See also: IRC log
Alessandro suggests taking item 2.5 before 2.3
<scribe> ACTION: Henry to provide registration page for August f2f [recorded in http://www.w3.org/2006/04/20-xproc-minutes.html#action01]
<ht> http://www.w3.org/2002/09/wbs/38398/XProcFTF2/ is now listed as an open questionnaire for our group [this completes HT's action --scribe]
<scribe> ACTION: Murray to provide local arrangements info for August (ETA: two weeks) [recorded in http://www.w3.org/2006/04/20-xproc-minutes.html#action02]
MSM: One prominent way to get to the meeting will be to drive. Can we add some questions about car pooling to the registration form?
Murray: I'm thinking about that, I'll see what makes the most sense.

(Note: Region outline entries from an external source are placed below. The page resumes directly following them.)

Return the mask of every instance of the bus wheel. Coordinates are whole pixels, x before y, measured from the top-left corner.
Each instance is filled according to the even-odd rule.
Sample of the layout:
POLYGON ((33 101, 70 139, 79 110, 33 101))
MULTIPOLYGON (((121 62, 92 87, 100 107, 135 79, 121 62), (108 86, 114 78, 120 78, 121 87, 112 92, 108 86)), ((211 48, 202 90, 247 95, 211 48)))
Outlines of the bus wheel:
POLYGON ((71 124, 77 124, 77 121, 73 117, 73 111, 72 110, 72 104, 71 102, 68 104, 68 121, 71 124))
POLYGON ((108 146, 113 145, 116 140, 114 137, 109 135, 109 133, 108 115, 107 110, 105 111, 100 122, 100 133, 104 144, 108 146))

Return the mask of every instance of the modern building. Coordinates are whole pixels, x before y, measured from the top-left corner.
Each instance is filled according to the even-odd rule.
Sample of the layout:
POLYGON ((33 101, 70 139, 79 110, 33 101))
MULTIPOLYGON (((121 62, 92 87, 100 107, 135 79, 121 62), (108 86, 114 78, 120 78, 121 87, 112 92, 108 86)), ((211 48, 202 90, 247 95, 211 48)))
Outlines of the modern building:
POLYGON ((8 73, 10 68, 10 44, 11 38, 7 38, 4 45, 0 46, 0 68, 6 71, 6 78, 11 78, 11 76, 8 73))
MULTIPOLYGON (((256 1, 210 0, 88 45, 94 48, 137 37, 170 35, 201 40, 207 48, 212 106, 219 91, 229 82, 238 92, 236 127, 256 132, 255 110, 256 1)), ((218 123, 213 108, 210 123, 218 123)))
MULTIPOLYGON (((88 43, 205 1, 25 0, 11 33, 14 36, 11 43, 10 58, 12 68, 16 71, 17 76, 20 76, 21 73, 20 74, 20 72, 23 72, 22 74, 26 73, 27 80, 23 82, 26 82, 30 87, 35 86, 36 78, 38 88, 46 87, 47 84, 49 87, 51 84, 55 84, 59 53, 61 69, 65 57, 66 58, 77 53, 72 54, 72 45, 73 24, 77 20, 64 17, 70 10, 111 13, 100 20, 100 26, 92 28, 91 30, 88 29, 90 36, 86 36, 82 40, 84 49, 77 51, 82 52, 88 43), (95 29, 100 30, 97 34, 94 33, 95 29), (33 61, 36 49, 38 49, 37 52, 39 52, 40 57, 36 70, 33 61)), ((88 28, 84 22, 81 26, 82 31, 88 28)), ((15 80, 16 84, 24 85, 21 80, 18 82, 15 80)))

Henry: Let's us a wiki for that instead
Alessandro: This was raised in a
call a few weeks ago.
... I don't know if we need to spend a whole lot of time on it. We probably don't want to add constructs to the language to control this if we can avoid it.
Richard: I hope most of this
falls out naturally. If we don't specify the order of execution
where it isn't inevitable. That implicitly allows parallel
execution. We don't initially have to say much about it.
... If you have two things that could be executed in parallel, maybe they will be. If you want to synchronize them, you have to provide some mechanism, such as reading a document that one is writing.
Alex: I think we shouldn't disallow parallel execution.
Richard: We shouldn't put anything in the language to accidentally prevent it.
Norm: It sounds like we view parallel exec. just as an optimization.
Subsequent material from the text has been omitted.